The Indian pharmaceutical industry’s shortcomings are well-documented. In “Bottle of Lies,” investigative journalist Katherine Eban exposes fraud and deception by major pharma players. Similarly, “Truth Pill” by Dinesh Singh and Prashant Reddy highlights the Indian state’s negligence towards a quality crisis in its domestic pharmaceutical market, leading to fatalities in India and abroad. The authors note the presence of outdated or absent regulations in certain areas.
Diabetes in India is reaching alarming proportions. According to Metropolis Healthcare, nearly 40% of the adult population is diabetic, with a higher 40.31% being prediabetic – a notable increase from previous years. The risk of developing diabetes over a lifetime for adults over 20 years is 50%, escalating with age and obesity. Men have a higher prevalence of diabetes than women, with rates just over 7% in men compared to just over 5% in women.
A concerning trend in India is the silent progression of diabetes. Many patients remain unaware of their condition, leading to gradual damage to vital organs like the heart, kidneys, liver, and pancreas. The International Diabetes Federation reports that seven out of 10 diabetics are diagnosed following complications. Lack of early detection severely impacts kidney and heart health.

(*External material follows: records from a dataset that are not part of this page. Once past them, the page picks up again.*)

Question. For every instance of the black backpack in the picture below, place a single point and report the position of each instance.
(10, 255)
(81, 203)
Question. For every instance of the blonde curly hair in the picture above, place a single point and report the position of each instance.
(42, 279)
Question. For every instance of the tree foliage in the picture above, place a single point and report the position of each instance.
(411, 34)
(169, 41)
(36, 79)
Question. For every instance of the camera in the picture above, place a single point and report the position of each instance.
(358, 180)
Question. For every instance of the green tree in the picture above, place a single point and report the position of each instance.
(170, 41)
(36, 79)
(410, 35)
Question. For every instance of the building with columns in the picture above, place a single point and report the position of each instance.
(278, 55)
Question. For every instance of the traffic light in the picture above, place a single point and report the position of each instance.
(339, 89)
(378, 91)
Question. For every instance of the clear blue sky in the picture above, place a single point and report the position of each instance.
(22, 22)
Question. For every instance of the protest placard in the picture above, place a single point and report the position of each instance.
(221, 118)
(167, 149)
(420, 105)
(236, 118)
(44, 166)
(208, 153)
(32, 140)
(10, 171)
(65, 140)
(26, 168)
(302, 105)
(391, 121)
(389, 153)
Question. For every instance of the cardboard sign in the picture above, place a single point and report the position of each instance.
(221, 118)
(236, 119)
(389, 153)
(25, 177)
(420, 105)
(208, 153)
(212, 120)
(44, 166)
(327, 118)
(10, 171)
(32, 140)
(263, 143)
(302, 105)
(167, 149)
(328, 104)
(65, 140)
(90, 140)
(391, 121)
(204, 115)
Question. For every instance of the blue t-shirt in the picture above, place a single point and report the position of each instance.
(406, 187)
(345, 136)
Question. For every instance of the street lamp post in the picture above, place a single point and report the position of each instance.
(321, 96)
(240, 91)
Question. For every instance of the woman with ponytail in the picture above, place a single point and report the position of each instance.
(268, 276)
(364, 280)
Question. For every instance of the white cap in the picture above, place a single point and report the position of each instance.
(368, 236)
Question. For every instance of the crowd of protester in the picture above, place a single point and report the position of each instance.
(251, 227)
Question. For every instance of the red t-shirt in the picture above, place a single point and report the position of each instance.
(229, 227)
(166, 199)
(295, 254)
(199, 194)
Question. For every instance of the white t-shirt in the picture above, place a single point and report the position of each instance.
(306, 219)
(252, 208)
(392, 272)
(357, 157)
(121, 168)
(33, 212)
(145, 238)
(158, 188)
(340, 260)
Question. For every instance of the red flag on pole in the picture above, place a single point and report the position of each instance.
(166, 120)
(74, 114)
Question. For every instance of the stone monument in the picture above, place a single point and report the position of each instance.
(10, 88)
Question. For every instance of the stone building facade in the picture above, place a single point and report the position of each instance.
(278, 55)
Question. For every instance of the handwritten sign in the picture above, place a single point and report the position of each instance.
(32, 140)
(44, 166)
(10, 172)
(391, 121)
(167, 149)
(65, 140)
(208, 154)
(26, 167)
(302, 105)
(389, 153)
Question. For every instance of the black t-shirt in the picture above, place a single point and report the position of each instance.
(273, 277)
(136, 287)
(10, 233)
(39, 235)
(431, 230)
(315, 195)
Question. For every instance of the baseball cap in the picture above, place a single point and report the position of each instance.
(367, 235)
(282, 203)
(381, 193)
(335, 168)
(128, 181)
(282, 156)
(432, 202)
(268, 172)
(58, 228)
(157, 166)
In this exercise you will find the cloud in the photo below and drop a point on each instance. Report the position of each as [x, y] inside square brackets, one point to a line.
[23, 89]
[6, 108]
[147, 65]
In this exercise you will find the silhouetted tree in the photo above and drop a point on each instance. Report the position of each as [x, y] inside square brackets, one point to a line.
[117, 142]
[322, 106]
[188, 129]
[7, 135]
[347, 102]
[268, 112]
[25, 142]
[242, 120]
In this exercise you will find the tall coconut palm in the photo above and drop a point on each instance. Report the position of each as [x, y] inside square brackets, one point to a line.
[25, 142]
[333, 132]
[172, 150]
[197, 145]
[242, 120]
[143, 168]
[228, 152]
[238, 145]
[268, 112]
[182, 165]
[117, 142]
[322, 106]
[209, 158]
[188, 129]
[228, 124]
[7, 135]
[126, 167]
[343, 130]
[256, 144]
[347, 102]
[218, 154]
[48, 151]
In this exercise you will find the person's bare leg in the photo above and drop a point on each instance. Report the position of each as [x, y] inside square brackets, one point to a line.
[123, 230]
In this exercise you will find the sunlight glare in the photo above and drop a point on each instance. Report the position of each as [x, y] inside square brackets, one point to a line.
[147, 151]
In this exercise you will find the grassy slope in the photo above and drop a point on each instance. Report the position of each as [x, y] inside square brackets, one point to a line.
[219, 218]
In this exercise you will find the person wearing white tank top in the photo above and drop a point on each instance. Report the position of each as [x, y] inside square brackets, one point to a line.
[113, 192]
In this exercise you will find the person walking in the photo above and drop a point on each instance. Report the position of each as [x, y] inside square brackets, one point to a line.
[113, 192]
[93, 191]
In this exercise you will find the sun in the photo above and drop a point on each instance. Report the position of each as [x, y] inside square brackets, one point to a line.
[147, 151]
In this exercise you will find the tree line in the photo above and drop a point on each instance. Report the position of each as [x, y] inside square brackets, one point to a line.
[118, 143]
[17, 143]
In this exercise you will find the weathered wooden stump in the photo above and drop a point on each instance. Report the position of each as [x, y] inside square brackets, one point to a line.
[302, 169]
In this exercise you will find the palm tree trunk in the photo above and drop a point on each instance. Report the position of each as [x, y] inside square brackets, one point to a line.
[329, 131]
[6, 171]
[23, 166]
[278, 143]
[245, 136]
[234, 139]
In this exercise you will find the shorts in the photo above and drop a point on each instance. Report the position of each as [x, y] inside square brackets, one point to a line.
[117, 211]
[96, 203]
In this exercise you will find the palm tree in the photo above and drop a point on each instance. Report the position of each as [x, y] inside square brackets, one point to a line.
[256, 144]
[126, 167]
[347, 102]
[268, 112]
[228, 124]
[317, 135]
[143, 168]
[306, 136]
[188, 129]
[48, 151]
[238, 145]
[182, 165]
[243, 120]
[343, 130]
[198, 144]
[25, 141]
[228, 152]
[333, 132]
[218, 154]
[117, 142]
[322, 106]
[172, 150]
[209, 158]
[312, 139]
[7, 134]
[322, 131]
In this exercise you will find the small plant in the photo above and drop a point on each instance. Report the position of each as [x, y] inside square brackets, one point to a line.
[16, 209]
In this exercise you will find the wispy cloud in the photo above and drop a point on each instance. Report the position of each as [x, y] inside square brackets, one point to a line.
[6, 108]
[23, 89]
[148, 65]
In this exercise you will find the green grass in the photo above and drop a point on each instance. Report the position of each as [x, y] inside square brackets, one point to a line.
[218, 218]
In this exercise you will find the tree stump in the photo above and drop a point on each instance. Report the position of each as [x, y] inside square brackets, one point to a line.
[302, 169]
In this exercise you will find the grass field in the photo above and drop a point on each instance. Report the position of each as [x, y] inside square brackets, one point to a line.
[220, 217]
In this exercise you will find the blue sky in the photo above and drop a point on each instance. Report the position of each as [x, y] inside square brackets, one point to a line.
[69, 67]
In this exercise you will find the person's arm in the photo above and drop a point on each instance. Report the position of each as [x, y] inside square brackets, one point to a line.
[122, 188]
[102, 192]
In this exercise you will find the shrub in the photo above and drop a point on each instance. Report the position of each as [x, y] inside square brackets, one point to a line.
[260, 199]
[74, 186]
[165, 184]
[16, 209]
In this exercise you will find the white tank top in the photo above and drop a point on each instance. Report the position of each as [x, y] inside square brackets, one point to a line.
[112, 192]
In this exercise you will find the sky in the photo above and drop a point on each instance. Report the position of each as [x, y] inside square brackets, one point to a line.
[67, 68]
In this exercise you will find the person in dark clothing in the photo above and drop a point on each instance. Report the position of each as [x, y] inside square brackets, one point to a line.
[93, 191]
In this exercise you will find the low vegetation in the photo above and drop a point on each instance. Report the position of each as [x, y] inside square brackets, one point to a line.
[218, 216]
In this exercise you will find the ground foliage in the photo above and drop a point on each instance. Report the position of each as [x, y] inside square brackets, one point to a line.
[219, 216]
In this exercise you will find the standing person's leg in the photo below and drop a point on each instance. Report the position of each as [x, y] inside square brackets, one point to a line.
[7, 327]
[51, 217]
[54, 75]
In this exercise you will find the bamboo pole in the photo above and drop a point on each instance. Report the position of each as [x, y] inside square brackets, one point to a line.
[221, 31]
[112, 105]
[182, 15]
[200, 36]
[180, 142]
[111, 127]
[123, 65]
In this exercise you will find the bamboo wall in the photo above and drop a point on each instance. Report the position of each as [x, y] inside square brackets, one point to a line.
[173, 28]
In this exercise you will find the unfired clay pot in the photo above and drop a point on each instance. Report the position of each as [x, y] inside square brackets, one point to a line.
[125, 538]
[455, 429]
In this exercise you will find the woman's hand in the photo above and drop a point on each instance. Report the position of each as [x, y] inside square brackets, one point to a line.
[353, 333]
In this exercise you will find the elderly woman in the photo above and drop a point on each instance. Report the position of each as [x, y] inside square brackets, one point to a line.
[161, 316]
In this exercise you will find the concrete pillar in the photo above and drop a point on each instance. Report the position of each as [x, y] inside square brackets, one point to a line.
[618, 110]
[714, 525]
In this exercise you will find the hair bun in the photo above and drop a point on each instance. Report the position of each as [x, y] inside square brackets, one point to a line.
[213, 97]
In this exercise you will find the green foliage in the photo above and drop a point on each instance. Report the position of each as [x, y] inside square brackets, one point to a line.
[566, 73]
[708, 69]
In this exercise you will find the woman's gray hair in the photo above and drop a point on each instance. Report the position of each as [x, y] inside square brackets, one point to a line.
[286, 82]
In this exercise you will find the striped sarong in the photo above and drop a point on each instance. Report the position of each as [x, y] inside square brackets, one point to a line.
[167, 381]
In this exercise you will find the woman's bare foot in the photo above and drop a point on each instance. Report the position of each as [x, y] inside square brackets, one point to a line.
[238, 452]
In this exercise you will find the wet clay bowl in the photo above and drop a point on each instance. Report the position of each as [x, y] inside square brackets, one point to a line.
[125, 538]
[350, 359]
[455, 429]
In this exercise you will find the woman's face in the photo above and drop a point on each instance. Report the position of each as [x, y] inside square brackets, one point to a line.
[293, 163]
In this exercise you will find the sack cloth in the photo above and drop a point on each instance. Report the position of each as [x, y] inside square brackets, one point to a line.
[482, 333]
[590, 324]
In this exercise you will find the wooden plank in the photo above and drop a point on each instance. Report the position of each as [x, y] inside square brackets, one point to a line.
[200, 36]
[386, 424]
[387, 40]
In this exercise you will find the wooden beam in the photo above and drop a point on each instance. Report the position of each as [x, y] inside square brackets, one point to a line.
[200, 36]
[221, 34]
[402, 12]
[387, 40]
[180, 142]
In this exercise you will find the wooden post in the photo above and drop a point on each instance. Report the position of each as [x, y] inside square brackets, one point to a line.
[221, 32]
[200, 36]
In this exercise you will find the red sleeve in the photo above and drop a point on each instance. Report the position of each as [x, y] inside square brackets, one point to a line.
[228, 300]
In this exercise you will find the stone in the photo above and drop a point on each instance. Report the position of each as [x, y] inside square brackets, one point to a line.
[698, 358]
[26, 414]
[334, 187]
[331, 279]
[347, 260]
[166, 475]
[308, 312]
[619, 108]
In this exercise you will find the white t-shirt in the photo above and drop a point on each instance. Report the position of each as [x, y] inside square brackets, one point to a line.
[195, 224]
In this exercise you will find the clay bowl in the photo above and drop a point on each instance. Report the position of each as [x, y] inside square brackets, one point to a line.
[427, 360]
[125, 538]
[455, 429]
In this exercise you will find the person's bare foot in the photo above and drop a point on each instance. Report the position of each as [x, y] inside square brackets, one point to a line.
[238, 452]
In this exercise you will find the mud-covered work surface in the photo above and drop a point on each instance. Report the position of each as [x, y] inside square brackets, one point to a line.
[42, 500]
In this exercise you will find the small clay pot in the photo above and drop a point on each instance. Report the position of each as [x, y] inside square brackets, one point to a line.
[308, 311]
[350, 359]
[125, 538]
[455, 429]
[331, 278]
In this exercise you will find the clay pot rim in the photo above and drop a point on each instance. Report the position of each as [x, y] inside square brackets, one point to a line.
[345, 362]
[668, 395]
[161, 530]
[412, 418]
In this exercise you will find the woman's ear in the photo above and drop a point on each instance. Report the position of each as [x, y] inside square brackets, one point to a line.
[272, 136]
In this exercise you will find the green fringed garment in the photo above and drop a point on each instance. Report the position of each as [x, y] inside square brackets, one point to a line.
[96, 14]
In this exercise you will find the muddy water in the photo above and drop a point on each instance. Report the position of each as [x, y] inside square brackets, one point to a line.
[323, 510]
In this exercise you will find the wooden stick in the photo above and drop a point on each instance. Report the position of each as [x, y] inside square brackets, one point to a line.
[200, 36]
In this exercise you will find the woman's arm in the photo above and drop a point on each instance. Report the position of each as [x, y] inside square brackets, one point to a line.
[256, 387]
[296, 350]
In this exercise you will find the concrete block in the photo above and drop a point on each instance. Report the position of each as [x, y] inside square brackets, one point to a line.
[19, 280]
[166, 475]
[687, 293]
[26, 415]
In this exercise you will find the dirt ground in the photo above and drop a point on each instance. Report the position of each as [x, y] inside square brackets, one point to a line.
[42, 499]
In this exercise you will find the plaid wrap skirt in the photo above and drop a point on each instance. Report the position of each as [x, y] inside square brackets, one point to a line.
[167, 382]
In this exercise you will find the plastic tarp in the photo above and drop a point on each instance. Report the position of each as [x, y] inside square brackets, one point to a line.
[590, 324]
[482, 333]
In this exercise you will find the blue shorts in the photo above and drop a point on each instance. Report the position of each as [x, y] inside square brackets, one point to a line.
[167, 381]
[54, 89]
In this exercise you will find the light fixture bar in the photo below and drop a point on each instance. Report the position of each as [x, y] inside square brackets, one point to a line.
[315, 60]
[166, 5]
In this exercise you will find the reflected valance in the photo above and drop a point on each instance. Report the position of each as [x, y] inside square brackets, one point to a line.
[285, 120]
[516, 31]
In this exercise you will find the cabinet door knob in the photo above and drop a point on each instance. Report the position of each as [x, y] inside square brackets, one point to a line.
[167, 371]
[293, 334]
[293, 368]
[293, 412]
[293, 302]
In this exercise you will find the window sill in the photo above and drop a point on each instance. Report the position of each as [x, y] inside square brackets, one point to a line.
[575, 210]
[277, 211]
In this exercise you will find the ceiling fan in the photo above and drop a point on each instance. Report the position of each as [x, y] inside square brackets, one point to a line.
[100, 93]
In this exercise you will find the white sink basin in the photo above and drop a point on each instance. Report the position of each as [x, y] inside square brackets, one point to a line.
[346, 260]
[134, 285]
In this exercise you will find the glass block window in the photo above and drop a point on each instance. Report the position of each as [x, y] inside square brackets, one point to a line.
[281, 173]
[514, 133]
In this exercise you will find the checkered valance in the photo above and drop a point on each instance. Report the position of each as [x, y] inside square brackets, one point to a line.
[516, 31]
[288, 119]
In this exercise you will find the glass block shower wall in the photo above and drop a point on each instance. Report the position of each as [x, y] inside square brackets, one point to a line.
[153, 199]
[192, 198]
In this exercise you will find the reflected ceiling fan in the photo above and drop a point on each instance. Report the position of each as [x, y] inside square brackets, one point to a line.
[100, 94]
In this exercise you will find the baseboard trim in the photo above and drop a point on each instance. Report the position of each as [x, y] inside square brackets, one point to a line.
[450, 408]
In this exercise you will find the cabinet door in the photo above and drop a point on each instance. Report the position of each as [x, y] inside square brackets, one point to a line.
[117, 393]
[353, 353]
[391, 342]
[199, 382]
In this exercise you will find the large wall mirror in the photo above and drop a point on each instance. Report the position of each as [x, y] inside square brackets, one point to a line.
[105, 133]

Eroding confidence in India’s pharmaceutical industry calls for an urgent overhaul to preserve its global reputation. Contrarily, the government has been easing regulations in the pharma sector, enabling corporations to exploit loopholes for profit. In August 2022, Policy Circle argued for a shift in government focus from appeasing businesses to ensuring public well-being.
The government and policymakers must exercise caution, limiting the pharmaceutical industry’s influence over medical practice and knowledge. When commercial interests shape scientific knowledge production, interpretation, application, and regulatory oversight, public health risks become a concerning reality.